ULP is thrilled to announce that on Thursday, April 6, the Washington state Senate voted to adopt ESHB 1106, a bill that ULP helped develop and has pursued for six years to reform unemployment benefits to protect family caregivers.
Already passed by the state House of Representatives, the bill will shortly be on the way to the governor for signature. It means that caregivers who are faced with impossible workshift conflicts or care facility closures may receive unemployment benefits if they quit in order to find a new job.
This bill, which takes effect July 7 2024, fixes a destructive hole in the unemployment insurance safety net for family members caring for children, elderly parents, or other vulnerable adults If they are forced to quit a job because caregiving has become inaccessible
Washington’s restrictive good-cause-to-quit list covers some situations such as dangerous workplace conditions or a family member’s illness or death—but caregiving inaccessibility has been conspicuously absent. This omission is a relic of a long-past era when women’s domestic responsibilities were not considered relevant to employers’ needs.
When signed, the new law will halt the exclusion of family caregivers who have outside jobs—a majority of whom are women—from access to benefits when they have no choice but to quit their job because a change of workshift or a local condition such as a day care center closing has made family caregiving impossible.
The law will make two other important changes: A parent who needs to move to be closer to a minor child may quit with good cause, and all workers whose employer imposes a six-hour or more change in their normal work shift may also quit with good cause, with some restrictions. A last-minute compromise added a five-year sunset date to the bill, together with a requirement that its impact be assessed.
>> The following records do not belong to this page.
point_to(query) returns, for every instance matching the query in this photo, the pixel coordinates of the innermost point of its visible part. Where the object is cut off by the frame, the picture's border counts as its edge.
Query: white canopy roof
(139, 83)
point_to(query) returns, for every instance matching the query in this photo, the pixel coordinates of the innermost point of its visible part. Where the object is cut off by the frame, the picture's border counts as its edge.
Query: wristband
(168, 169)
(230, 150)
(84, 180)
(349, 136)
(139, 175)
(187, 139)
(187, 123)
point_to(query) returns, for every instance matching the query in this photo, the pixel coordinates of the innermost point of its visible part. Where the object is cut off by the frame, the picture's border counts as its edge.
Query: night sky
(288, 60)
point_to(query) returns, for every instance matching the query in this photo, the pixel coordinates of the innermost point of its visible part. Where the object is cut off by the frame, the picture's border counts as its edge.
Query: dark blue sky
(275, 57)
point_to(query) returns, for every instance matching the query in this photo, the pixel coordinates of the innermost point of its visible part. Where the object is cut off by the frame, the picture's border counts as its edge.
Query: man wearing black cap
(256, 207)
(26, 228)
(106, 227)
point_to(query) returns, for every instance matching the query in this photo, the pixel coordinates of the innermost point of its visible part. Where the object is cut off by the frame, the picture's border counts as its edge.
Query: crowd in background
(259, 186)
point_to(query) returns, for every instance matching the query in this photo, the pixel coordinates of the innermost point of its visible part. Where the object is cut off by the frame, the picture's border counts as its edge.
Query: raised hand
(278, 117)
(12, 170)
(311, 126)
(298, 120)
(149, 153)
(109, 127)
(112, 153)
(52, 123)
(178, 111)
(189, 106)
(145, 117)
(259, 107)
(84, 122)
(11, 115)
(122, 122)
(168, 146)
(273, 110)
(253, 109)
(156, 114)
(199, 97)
We owe this long-sought success to dynamic legislative leaders—House bill sponsor Rep. Mary Fosse, House Labor Committee chair Rep. Liz Berry, Senate sponsor Sen. Rebecca Saldaña, and Senate Labor Committee chair Sen. Karen Keiser—who enthusiastically supported this major legislation and steered it to passage.
Grassroots support from Moms Rising and the United Labor Lobby, and dedicated outreach and persuasion by Maggie Humphreys and the Washington State Labor Council’s Sybill Hyppolite were also essential to making this expansion of good cause quits a reality.
We send special thanks to ULP supporters who urged their legislators to vote for this reform. Successes like these, bringing desperately needed reforms to Washington workers’ access to benefits, would not be possible without your support. Thank you!